Simply put, he gives up far too many runs. His fat 5.55 career ERA proves as much. Only once in a big league tenure covering parts of five seasons has he managed to keep his ERA under 5.00, but even that effort warrants question and caution — the 4.66 mark he posted with the Giants in 2022 was the product of only 9.2 innings pitched.
Beede's ability to pitch out of a rotation or the bullpen is a mark in his favor. Still, he surrenders runs at alarming rates regardless of role. His ERA as a starter (29 games) is 5.72, and he owns a better, yet still poor, 5.21 ERA over 42 relief appearances. His best big league performance came in 2019 with San Francisco when he went 5-10, although he yielded 66 earned runs in 117 innings for a 5.08 ERA.
Even his minor league numbers shouldn't commend him to the Royals — in 142 games, 111 of them starts, Beede is 25-46 with a 4.56 ERA.
The Royals should also be taking note of the fact he missed much of the 2020 and 2021 campaigns after a midseason UCL sprain led to Tommy John surgery in the former season.
Should the Royals gamble on Beede?
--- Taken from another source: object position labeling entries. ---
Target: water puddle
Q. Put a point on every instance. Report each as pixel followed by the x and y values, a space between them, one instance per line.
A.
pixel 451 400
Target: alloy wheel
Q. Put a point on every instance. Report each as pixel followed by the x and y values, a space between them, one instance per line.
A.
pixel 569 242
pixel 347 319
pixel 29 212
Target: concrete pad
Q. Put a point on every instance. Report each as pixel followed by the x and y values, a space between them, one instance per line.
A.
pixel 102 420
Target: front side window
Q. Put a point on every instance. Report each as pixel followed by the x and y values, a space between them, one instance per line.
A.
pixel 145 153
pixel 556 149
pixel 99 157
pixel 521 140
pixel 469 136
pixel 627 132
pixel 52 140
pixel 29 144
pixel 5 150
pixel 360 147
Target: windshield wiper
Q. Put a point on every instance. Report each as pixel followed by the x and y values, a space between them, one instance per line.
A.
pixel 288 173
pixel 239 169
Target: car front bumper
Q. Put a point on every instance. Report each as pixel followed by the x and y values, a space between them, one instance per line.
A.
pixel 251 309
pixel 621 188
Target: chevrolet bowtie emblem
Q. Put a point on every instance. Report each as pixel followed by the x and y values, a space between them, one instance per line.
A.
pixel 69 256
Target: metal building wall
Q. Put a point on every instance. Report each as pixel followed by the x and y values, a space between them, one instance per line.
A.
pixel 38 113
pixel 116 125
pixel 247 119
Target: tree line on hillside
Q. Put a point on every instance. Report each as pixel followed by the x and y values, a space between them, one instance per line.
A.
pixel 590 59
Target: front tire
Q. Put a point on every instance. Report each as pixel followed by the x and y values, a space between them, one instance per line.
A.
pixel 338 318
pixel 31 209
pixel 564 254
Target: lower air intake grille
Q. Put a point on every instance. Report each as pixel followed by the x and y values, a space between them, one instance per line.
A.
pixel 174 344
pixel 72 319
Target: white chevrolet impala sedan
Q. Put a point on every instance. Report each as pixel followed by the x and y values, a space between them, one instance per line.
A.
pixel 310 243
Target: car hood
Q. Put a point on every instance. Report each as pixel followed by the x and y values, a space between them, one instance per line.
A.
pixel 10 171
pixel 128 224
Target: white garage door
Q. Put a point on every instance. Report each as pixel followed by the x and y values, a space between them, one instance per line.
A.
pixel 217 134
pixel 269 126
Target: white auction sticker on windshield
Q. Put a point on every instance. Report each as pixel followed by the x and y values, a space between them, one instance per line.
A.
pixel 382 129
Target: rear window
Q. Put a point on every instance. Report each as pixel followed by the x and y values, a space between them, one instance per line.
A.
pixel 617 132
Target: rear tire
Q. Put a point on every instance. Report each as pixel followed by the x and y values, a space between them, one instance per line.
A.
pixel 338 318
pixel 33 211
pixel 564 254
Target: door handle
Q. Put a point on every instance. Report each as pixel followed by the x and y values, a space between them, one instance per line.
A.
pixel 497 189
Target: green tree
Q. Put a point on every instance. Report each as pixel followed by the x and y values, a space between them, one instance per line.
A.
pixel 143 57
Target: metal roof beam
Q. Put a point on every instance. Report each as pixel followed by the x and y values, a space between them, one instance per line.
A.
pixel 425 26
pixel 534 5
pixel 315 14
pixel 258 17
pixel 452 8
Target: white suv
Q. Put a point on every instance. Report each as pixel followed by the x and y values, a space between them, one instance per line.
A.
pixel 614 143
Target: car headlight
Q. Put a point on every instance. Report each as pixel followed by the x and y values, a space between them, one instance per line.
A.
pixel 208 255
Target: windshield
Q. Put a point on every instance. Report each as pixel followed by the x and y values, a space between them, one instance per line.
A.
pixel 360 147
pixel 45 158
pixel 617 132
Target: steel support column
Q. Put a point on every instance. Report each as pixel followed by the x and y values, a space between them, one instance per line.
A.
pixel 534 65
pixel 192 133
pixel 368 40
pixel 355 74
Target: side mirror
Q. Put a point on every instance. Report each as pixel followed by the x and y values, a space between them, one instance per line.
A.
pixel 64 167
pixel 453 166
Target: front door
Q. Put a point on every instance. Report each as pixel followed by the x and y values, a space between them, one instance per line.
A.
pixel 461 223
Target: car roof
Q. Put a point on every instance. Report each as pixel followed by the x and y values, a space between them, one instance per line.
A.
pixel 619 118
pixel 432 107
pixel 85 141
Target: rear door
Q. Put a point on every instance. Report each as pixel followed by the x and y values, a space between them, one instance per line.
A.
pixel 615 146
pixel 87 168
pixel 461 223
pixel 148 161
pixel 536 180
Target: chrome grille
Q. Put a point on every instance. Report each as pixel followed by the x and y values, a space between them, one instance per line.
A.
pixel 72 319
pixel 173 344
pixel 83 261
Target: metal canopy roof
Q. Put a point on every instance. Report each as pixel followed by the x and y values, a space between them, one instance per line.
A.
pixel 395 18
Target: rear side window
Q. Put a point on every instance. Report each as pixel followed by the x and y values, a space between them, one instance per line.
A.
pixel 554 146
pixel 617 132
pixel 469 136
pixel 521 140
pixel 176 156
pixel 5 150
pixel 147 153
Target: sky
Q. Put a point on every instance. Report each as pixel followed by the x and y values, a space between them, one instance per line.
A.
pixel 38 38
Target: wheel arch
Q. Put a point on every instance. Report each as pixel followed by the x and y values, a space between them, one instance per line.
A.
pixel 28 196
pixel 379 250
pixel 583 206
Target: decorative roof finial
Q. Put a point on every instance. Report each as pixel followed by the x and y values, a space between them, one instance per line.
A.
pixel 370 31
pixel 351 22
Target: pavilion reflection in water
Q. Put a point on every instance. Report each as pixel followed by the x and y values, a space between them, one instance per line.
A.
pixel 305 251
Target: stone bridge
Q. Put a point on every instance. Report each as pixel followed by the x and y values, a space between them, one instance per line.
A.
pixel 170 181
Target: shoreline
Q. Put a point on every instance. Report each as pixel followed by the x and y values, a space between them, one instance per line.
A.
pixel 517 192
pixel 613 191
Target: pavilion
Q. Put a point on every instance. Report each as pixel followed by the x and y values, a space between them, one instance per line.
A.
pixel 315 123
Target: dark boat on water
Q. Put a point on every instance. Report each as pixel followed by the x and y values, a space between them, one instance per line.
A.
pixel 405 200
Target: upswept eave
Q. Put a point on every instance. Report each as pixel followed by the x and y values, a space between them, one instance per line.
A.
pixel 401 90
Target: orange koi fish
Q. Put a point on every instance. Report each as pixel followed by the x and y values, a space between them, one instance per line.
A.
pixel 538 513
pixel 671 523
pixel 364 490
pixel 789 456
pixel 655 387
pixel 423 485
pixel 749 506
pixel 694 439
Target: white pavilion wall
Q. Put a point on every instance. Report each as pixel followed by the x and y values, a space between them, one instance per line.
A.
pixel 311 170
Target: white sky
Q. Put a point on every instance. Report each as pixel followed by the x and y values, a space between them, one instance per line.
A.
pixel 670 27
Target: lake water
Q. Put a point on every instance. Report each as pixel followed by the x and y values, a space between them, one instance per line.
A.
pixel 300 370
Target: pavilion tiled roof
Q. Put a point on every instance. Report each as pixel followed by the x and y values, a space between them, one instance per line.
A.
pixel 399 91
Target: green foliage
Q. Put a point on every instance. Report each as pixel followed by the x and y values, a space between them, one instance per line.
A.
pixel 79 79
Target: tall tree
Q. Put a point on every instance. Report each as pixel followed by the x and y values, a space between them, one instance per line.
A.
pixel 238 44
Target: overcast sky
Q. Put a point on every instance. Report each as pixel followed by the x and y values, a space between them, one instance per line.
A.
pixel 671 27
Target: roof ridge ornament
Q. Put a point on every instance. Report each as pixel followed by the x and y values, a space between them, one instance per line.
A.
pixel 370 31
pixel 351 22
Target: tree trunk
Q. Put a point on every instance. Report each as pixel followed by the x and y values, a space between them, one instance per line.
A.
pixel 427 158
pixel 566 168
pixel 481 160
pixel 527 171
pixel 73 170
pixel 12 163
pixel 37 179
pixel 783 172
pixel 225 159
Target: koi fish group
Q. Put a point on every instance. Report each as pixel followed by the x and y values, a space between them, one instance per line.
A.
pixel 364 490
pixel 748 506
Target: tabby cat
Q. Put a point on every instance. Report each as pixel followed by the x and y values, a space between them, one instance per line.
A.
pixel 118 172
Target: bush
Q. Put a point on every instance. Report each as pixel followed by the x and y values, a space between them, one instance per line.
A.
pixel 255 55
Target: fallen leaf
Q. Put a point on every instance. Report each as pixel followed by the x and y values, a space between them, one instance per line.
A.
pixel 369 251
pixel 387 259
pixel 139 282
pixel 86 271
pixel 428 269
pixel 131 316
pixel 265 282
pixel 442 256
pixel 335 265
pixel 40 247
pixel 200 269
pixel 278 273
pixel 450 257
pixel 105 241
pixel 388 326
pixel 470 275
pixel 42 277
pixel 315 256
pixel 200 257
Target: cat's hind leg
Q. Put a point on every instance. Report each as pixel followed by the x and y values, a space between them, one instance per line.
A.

No. Even on an inexpensive minor league deal, there doesn't seem to be much upside. Not unless he was so stellar in his recent session for big league clubs would Kansas City be justified in seriously considering bringing him aboard. Even then, though, the Royals should pass — with spring training just a few days away, they'd do better working on filling out whatever immediate major league staff needs they feel they have.
And focusing on their known pitching commodities who could provide immediate big league help.